Na jagody ;)
Wczoraj, korzystając z pięknej pogody poszłam na spacer do lasu. Wzięłam ze sobą małe wiaderko po kilogramowym twarogu do serników aby nazbierać trochę jagód. Ich smak prześladował mnie przez cały rok od poprzedniego sezonu. Niebieskie kuleczki śniły mi się już po nocach ! :)
Niestety, jagody były jeszcze niedojrzałe :(
Ależ byłam zawiedziona! Udało mi się nazbierać zaledwie kilka marnych owocków buszując po krzakach jak szalona:)

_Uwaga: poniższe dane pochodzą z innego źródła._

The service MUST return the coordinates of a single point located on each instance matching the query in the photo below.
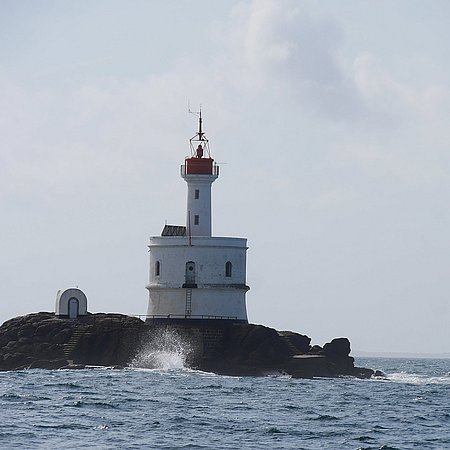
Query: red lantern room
(200, 161)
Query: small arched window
(228, 269)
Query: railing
(183, 316)
(215, 170)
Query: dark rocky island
(43, 340)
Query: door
(73, 308)
(190, 272)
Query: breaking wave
(165, 350)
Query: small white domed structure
(71, 303)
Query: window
(228, 269)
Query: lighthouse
(195, 276)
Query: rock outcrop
(43, 340)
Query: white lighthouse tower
(193, 275)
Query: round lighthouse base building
(197, 278)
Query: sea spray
(165, 349)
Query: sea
(161, 404)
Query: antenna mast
(200, 137)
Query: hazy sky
(330, 121)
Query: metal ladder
(188, 310)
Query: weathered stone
(42, 340)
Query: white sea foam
(165, 351)
(414, 378)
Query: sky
(330, 121)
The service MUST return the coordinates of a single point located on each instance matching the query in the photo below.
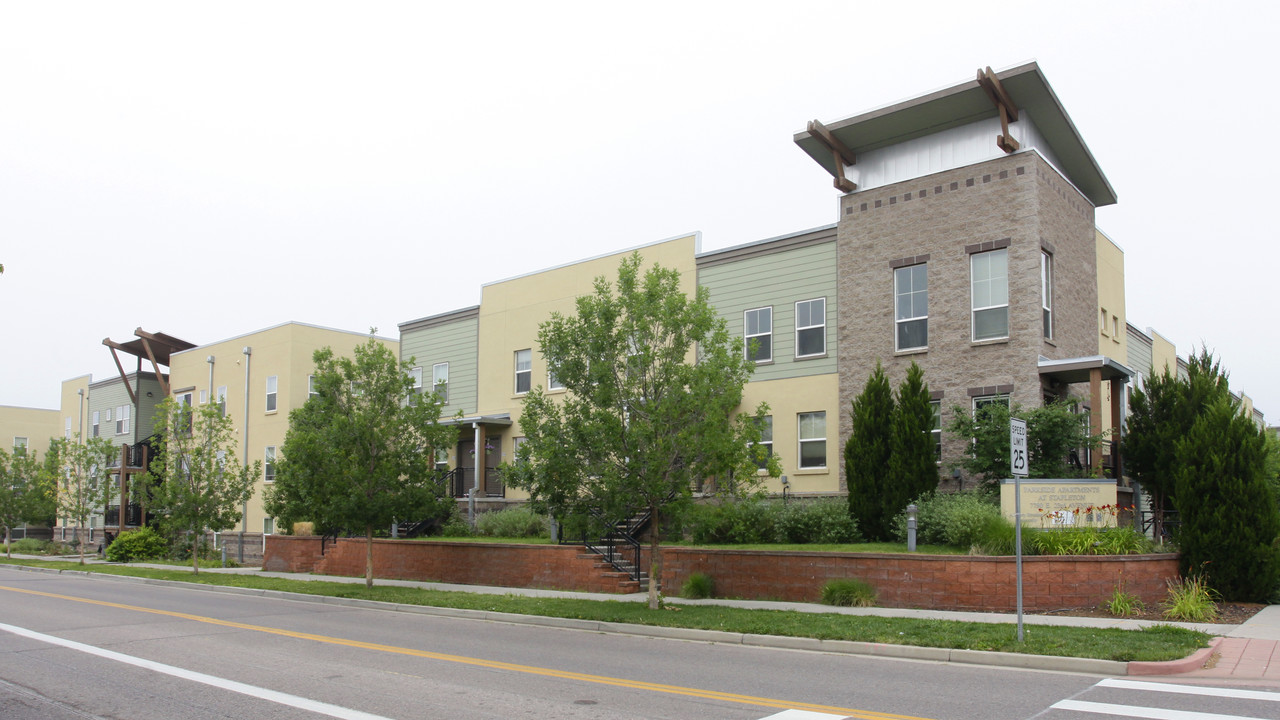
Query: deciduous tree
(361, 452)
(654, 382)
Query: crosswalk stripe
(1144, 712)
(1191, 689)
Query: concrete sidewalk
(1247, 652)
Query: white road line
(1191, 689)
(1146, 712)
(261, 693)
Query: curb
(1194, 661)
(1057, 664)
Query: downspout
(247, 352)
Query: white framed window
(764, 449)
(758, 327)
(524, 370)
(912, 306)
(988, 273)
(269, 464)
(440, 381)
(812, 327)
(936, 405)
(813, 440)
(1047, 294)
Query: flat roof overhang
(964, 104)
(1073, 370)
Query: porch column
(1096, 414)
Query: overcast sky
(215, 169)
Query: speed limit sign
(1018, 447)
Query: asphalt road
(73, 647)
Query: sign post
(1018, 466)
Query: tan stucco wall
(512, 310)
(284, 351)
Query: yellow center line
(492, 664)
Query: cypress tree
(1229, 518)
(867, 456)
(913, 469)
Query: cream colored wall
(284, 351)
(787, 399)
(36, 424)
(512, 310)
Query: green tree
(197, 484)
(653, 381)
(26, 492)
(1052, 432)
(1162, 413)
(1229, 519)
(83, 479)
(913, 465)
(867, 456)
(361, 452)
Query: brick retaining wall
(936, 582)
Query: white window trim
(801, 440)
(823, 326)
(272, 396)
(748, 337)
(899, 322)
(974, 309)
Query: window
(812, 327)
(524, 370)
(813, 440)
(764, 449)
(937, 429)
(440, 381)
(988, 273)
(1047, 294)
(758, 326)
(912, 306)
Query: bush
(517, 522)
(137, 545)
(824, 522)
(698, 586)
(849, 592)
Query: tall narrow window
(1047, 294)
(269, 464)
(812, 327)
(440, 381)
(758, 328)
(912, 306)
(764, 449)
(990, 285)
(813, 440)
(524, 370)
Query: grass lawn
(1156, 643)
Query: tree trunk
(369, 556)
(654, 559)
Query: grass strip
(1156, 643)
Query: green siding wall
(456, 343)
(778, 279)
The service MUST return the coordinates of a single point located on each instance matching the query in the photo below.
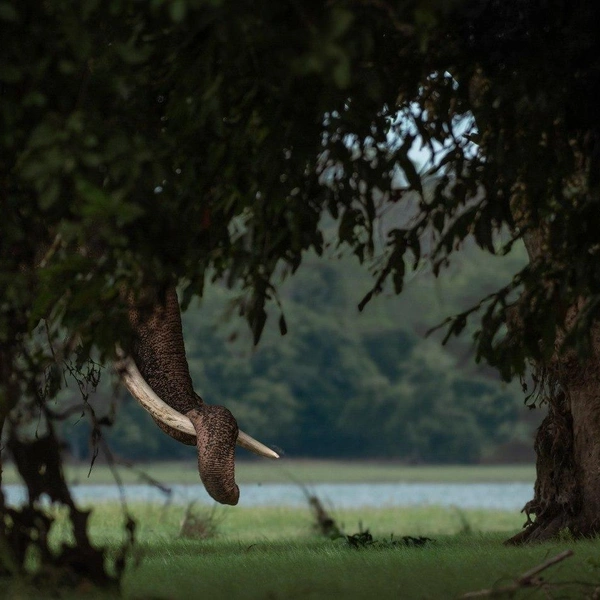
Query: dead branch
(526, 580)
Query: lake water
(501, 496)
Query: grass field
(271, 553)
(304, 471)
(277, 553)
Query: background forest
(340, 383)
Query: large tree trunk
(567, 443)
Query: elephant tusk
(145, 395)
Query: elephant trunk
(159, 353)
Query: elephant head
(156, 373)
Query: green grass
(306, 471)
(276, 553)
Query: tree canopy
(185, 140)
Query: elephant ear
(216, 437)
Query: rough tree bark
(567, 443)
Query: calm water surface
(502, 496)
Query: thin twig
(527, 579)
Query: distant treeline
(340, 383)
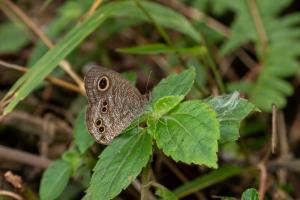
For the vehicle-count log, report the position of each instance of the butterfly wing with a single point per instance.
(112, 103)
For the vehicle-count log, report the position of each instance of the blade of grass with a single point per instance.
(162, 48)
(209, 179)
(46, 64)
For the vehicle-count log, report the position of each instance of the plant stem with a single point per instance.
(261, 32)
(216, 73)
(145, 180)
(160, 29)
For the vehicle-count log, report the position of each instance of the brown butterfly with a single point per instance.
(112, 103)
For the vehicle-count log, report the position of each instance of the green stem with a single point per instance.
(216, 73)
(145, 181)
(160, 29)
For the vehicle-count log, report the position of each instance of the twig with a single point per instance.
(50, 79)
(64, 64)
(262, 35)
(92, 9)
(262, 180)
(274, 128)
(23, 157)
(145, 180)
(284, 147)
(10, 194)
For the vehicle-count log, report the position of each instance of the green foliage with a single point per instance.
(11, 38)
(208, 179)
(189, 133)
(68, 13)
(46, 64)
(175, 84)
(165, 194)
(165, 104)
(55, 179)
(278, 60)
(250, 194)
(162, 48)
(119, 164)
(231, 110)
(82, 138)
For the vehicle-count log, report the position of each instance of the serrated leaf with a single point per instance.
(72, 157)
(250, 194)
(119, 164)
(231, 110)
(175, 84)
(83, 139)
(165, 194)
(162, 48)
(189, 133)
(11, 38)
(165, 104)
(55, 179)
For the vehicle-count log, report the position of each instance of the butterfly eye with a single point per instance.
(104, 103)
(104, 109)
(103, 83)
(98, 122)
(101, 129)
(103, 138)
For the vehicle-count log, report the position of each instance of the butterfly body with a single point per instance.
(112, 103)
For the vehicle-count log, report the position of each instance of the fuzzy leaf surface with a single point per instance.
(119, 164)
(231, 110)
(189, 133)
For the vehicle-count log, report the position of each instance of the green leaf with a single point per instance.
(175, 84)
(250, 194)
(119, 164)
(165, 104)
(162, 15)
(130, 76)
(46, 64)
(231, 110)
(165, 194)
(209, 179)
(189, 133)
(72, 156)
(82, 138)
(162, 48)
(55, 179)
(12, 38)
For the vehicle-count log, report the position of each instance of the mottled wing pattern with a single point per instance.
(123, 102)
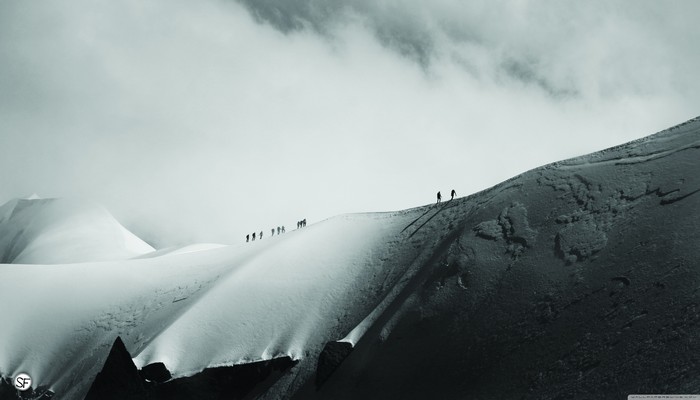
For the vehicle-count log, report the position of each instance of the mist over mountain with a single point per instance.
(577, 279)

I kiedy już odwróciłam się na pięcie z zamiarem powrotu do domu, w trawie mignęło mi coś czerwonego. Tu, i tu, i tam też! Poziomki! Morze poziomek! Zbierałam i zbierałam, aż wyczyściłam całe poletko. Czerwone dłonie pachnące tanim sokiem do rozcieńczania dumnie dzierżyły uchwyt pełnego wiaderka:)

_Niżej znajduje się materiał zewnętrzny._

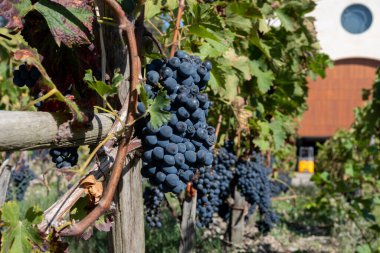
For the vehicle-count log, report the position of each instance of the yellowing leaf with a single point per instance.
(20, 232)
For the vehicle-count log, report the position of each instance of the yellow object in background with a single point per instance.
(306, 160)
(306, 166)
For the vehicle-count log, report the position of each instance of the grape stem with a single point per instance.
(148, 34)
(44, 97)
(129, 104)
(181, 7)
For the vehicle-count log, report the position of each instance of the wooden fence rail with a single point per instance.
(21, 130)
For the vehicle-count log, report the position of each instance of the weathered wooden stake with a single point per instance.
(188, 235)
(237, 222)
(128, 231)
(36, 130)
(5, 176)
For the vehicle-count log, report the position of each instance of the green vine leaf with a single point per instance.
(158, 116)
(70, 22)
(264, 78)
(20, 234)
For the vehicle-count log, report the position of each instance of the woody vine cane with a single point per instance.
(130, 104)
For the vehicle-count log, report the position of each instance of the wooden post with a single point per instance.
(128, 231)
(5, 176)
(237, 222)
(36, 130)
(188, 235)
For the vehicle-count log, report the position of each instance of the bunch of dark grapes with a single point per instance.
(26, 76)
(19, 182)
(281, 185)
(3, 21)
(174, 151)
(208, 201)
(64, 157)
(152, 200)
(253, 183)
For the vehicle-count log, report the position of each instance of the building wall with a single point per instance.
(331, 101)
(339, 43)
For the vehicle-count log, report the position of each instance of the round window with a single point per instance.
(356, 18)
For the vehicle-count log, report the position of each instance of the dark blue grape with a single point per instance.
(169, 160)
(3, 21)
(207, 65)
(158, 153)
(190, 156)
(153, 197)
(185, 69)
(174, 63)
(151, 140)
(166, 72)
(172, 180)
(64, 157)
(169, 170)
(182, 113)
(166, 132)
(152, 77)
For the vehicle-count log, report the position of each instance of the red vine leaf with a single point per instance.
(70, 22)
(9, 10)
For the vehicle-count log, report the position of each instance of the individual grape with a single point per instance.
(3, 21)
(179, 159)
(181, 54)
(152, 77)
(192, 104)
(169, 170)
(172, 180)
(190, 157)
(166, 72)
(151, 140)
(64, 157)
(185, 69)
(162, 143)
(160, 177)
(166, 132)
(182, 113)
(141, 108)
(176, 139)
(169, 160)
(187, 82)
(158, 153)
(207, 65)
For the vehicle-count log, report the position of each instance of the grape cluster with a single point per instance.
(19, 182)
(208, 201)
(152, 200)
(3, 21)
(26, 76)
(253, 183)
(280, 186)
(176, 150)
(64, 157)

A w domu – zamiast jagodzianek, upiekłam poziomczanki :)
Z tego przepisu już piekłam nie raz, ale podam go tutaj również, tak dla wygody:)

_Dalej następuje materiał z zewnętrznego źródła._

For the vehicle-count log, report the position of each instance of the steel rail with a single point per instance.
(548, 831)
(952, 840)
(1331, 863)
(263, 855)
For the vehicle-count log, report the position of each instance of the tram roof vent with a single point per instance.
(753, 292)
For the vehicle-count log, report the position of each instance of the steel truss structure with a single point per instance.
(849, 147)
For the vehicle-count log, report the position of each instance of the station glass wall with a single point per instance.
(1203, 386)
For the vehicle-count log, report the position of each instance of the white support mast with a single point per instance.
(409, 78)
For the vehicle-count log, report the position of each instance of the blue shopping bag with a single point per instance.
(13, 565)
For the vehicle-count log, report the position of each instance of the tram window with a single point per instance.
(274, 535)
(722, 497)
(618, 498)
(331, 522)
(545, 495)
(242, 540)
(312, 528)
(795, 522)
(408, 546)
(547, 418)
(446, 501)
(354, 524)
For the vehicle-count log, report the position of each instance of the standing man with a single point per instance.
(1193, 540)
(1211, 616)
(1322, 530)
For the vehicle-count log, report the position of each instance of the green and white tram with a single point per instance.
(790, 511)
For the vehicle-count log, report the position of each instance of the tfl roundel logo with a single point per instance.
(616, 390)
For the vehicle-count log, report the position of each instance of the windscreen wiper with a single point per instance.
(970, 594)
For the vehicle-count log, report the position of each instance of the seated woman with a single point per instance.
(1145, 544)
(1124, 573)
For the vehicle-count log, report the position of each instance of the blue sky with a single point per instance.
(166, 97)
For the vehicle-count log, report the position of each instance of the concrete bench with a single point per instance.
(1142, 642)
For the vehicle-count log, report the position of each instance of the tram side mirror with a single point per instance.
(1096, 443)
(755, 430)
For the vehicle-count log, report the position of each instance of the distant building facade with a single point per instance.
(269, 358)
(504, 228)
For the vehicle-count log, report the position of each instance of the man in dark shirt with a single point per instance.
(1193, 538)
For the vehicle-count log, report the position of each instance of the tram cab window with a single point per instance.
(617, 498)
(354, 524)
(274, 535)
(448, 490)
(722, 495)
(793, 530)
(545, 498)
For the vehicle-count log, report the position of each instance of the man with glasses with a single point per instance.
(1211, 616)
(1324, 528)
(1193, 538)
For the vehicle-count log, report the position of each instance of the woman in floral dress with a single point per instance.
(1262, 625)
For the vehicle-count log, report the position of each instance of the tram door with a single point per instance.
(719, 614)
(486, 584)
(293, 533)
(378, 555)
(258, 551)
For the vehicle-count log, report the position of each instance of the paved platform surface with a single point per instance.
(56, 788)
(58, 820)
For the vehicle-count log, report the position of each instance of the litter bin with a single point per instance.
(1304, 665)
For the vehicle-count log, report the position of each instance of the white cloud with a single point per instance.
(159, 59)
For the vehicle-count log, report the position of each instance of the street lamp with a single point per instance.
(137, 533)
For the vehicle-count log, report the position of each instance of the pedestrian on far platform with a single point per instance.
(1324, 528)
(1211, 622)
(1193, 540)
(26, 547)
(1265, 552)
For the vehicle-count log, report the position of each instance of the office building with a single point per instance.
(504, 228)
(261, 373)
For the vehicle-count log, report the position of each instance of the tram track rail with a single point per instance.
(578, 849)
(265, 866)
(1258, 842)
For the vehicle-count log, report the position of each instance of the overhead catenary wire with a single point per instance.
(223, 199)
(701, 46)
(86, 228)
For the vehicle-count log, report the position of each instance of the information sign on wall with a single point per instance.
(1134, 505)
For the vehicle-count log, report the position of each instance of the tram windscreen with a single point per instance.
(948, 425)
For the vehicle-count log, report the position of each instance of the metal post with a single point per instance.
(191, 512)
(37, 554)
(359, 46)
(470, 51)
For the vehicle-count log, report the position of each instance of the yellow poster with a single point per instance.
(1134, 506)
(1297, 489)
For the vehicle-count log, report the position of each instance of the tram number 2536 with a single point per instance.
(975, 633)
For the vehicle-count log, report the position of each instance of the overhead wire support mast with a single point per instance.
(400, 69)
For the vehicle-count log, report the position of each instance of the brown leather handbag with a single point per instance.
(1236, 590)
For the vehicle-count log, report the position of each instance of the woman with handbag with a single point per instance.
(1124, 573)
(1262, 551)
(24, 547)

Zapraszam na pachnące drożdżówki z poziomkami vel poziomczanki:)
Drożdżówki z poziomkami
16 szt
180-200 g poziomek, trochę cukru pudru do posypania owoców
0,5 kg mąki
5 dkg drożdży
1 szkl. mleka
2 jajka
2 żółtka
10 dkg cukru
10 dkg rozpuszczonego masła
szczypta soli
białko do smarowania bułeczek
cukier puder lub lukier do gotowych drożdżówek (pół szklanki cukru pudru i odrobina wrzątku)
Drożdże wymieszać z 1 łyżką cukru, 1 łyżką mąki i szklanką letniego mleka, przykryć ściereczką i zostawić do wyrośnięcia, aby podwoiło objętość ( u mnie trwało to 15 min, ale wszystko zależy od drożdży i temperatury w kuchni).
Mąkę przesiać do miski, dodać wyrośnięte drożdże, jajka, cukier i szczyptę soli. Wyrabiać jak komu wygodnie - mikserem lub ręcznie. Wyrabiać tak długo, aż ciasto zacznie odstawać od brzegów miski i lub od ręki ( czasem trzeba dodać łyżkę mąki). Ja wyrabiałam około 10 min. Następnie dodać rozpuszczony i przestudzony tłuszcz i wyrabiać, aż się połączy z ciastem.
Ciasto odstawiamy do wyrośnięcia.
Wyrośnięte ciasto przekładamy na blat posypany mąką i dzielimy na 16 części. Z każdej formujemy placuszek. Na środku kładziemy po 1 łyżce poziomek i posypujemy szczyptą cukru pudru (około ¼ łyżeczki na 1 porcję). Drożdżówki smarujemy białkiem, które zostało z ciasta. Formę wykładamy papierem do pieczenia i kładziemy drożdżówki. Można piec wszystkie razem lub na dwie tury. Wtedy układamy drożdżówki na dwóch blachach.
Piekarnik nastawiamy na 180°C. Nagrzewamy przez 20 minut, a w tym czasie drożdżówki ponownie rosną. Wyrośnięte wkładamy do piekarnika i pieczemy około 20 min.
Po upieczeniu i wystudzeniu posypujemy cukrem pudrem lub lukrem.